1 Temmuz 2016 Cuma

Malezya Notları-1

MALEZYA NOTLARI

Aşağıdaki notlarımı okuyan bazı arkadaşlarım kim kimdir anlamamış, e normal tabi, ben beni tanıyan herkesin bunları bildiğini zannediyorum ama kazın ayağı öyle değil. Bu geziye ben, ablam ve ablamın iş yerinden bir arkadaşı olan Demet ile birlikte gittik. Ablamla Demet’in
bakanlıktan çok yakın arkadaşları olan Serap, geçen sene Türkiye’nin Kuala Lumpur (Aslında Putra Jaya denmesi lazım, okuyunca anlayacaksınız) Büyükelçisi oldu, biz de onun yanına gittik. Benim niyetim yoktu aslında ama babam “kızım, burası ayak altı bir yer değil ki başka zaman gidesin, bu fırsatı kaçırma, yol paranı ben öderim” diyince, bunca ısrara dayanamayıp “gideyim bari” dedim, çok da iyi yapmışım.

12 Kasım 2010

Nihayet o gün geldi. Malezya’ya gidiyoruz. Ablamla beraber havaalanında Demet ile buluştuk. Kontroller, kapılar, vb, nihayet uçağımıza bindik. Koltuklar ekranlı, hemen açıp neler izleyebileceğimizi keşfetmek için bi hamle yaptık ancak, dakka bir gol bir, Demet ile benim ekranlarımız çalışmadı. Teknoloji olayı tavan yapmış durumda, ekranlar dokunmatik falan ama, efendim bilmem kaç saatlik uçuştan gelmişlermiş, ekranlar ısındığı için parmağın sıcaklığına hassasiyetleri azalmışmış, kalkıştan sonra düzelirmiş, falan falan. Bu arada ablamın ekranı cayır cayır çalışıyor, Demet’e “yanındakine söyler misin, kulaklığından gelen sesten rahatsız oluyorum” dedim ama pek iplemedi. Tabi kalkıştan sonra da çalışmadı ekranlar, sonunda ablam da vicdan yaptı ve kendi ekranını kapadı, biz tabi “aaa, aman canııım, sen seyret, biz bakarız” dedik, yemedi. Bir süre sonra ben dokunmatik denemeyi bırakıp çakma yöntemine geçince çalıştılar, hepimiz huzura erdik. Bunun ne önemi var demeyin, 4 saatlik uçuşta çok önemli, üstelik biz kucağımızda ekranlar, televizyonlarla doğduğumuz için, başka türlüsünü düşünemiyoruz. Hem madem koymuşlar, çalıştırsınlar kardeşim.
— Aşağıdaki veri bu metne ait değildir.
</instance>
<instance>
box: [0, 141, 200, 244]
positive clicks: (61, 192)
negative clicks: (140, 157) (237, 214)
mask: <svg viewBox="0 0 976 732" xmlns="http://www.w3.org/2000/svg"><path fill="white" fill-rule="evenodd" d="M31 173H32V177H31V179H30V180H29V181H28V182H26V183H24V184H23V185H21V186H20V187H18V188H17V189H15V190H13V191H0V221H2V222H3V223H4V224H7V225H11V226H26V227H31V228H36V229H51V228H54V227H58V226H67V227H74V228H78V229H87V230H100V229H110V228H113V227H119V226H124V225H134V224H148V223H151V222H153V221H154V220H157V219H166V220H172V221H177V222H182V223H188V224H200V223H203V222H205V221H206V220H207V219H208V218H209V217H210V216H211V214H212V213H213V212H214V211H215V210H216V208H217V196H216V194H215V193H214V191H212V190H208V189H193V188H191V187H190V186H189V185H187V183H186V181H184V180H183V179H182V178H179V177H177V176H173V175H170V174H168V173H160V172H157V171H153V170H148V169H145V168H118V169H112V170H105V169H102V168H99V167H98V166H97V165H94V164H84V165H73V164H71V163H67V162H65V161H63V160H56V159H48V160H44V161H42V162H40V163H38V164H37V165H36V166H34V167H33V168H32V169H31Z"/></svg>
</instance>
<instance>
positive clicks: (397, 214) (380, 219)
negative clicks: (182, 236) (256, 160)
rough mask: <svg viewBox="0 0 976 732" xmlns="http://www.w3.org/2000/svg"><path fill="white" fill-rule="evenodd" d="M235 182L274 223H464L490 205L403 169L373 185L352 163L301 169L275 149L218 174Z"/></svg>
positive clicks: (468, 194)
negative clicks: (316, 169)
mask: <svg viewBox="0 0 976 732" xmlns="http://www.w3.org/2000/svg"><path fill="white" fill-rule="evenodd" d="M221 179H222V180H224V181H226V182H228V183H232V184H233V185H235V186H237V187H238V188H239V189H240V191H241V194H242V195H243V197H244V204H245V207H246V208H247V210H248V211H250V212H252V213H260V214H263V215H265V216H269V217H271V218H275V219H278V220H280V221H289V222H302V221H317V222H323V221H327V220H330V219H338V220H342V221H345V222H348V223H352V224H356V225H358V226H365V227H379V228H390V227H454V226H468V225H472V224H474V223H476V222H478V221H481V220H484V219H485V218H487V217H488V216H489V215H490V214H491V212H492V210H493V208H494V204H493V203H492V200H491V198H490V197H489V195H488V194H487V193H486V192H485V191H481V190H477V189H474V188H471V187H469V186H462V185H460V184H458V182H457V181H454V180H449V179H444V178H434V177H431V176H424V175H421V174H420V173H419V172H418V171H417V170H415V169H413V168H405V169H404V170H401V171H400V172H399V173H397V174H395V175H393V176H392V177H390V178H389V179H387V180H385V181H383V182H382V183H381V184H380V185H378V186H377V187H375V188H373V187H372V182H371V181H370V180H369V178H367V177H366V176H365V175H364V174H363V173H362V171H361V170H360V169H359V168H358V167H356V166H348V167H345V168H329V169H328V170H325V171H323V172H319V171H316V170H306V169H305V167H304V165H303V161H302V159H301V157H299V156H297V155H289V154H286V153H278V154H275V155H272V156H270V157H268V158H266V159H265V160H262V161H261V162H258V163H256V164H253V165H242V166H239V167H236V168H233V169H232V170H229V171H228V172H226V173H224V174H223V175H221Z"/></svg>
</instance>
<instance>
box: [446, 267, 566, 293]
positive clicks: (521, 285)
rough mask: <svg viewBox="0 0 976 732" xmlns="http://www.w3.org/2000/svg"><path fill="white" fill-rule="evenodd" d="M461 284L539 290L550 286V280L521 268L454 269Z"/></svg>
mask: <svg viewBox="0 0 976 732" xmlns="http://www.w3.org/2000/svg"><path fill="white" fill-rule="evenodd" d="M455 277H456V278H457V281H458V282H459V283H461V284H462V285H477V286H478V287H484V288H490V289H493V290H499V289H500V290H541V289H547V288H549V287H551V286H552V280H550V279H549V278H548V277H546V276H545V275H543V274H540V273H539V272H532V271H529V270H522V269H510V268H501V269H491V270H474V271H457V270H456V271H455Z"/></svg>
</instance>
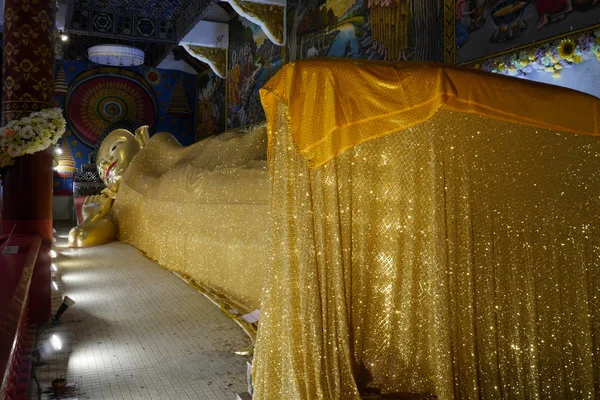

Derken yemek servisi başladı. Biz ikinci sıradayız, yani bize sıra gelmesi ne kadar sürebilir ki? Sonradan değerlendirdiğimizde, hosteslikte ilk günü olduğuna ve doğduğunda doktorun onu kafa üstü düşürdüğüne kesinlikle emin olduğumuz cin gibi hostesin şanssızlığı, bütün zarif ve akıllıca hareketlerini ablamın dibinde yapıyor olmasıydı. Bir kaç kere ablam tırnaklarını kızcağıza geçirmek üzereyken, üstüne oturmak suretiyle engelledik, en son “bırakın, servisi ben yapacam” diye bağırıyordu. 20 dakika kadar geçtikten sonra, kızcağız birinci sıradaki 6 kişinin servisini tamamlayıp, bize gelebilmişti. 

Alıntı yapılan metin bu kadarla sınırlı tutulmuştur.